Meteorites have evidence for the presence of short-lived nuclides (SLRs) sin the early solar system. Understanding the origin of these SLRs provides important insights into the early solar system evolution. Recent stable isotopic dichotomy-based spatial fingerprints of meteorites in the protoplanetary disk have provided vital clues for exploring the spatial distribution of SLRs in the early solar system. So far, various stable isotope dichotomies have been reported [1], and initial heterogeneities of SLRs in the inner and outer solar systems based on these dichotomies are being discovered. We recently determined the initial niobium-92 (⁹²Nb) abundance in the outer solar system to be (⁹²Nb/⁹³Nb) = (3.0 ± 0.3) ×10^–5 [2] using the NWA 6704 meteorite, a fresh igneous rock interpreted as an outer solar system sample due to similarities in stable isotope anomalies with carbonaceous chondrites (Δ¹⁷O, ε⁵⁰Ti, ε⁵⁴Cr; [3, 4]). This value is significantly higher than the initial value of (1.66 ± 0.10) × 10⁻⁵ [5] in the inner solar system, demonstrating that ⁹²Nb was heterogeneously distributed within the protoplanetary disk and was enriched in the outer solar system. The obtained initial ⁹²Nb/⁹³Nb value is significantly higher than that predicted in the ⁹²Nb synthesis model by Type Ia supernovae (SNIa). Therefore, our results suggest the need to consider another production site that selectively produces ⁹²Nb. At the moment, only the ν-process in Type II supernovae (SNII) satisfies such a requirement.
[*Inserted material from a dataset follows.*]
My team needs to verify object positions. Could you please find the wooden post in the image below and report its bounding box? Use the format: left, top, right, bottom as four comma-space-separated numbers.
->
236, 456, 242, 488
The heterogeneous contribution of ejecta from a nearby SNII to the early solar system has also been revealed by a recent study by [6] using correlated SLRs and stable isotope heterogeneities. They used the Al–Ti isotope correlation defined by the meteoritic samples for which (²⁶Al/²⁷Al)₀ are anchored to their absolute Pb–Pb ages, and constrained the supernova explosion to have occurred at <2 pc from the core of the protosolar cloud shortly before it collapsed. The series of results supports the model that a nearby Type II supernova explosion formed our solar system.

References: [1] Burkhardt et al. (2019), [2] Haba et al. (2021), [3] Hibiya et al. (2019), [4] Sanborn et al. (2019), [5] Hibiya et al. (2023), [6] Iizuka et al. (2025).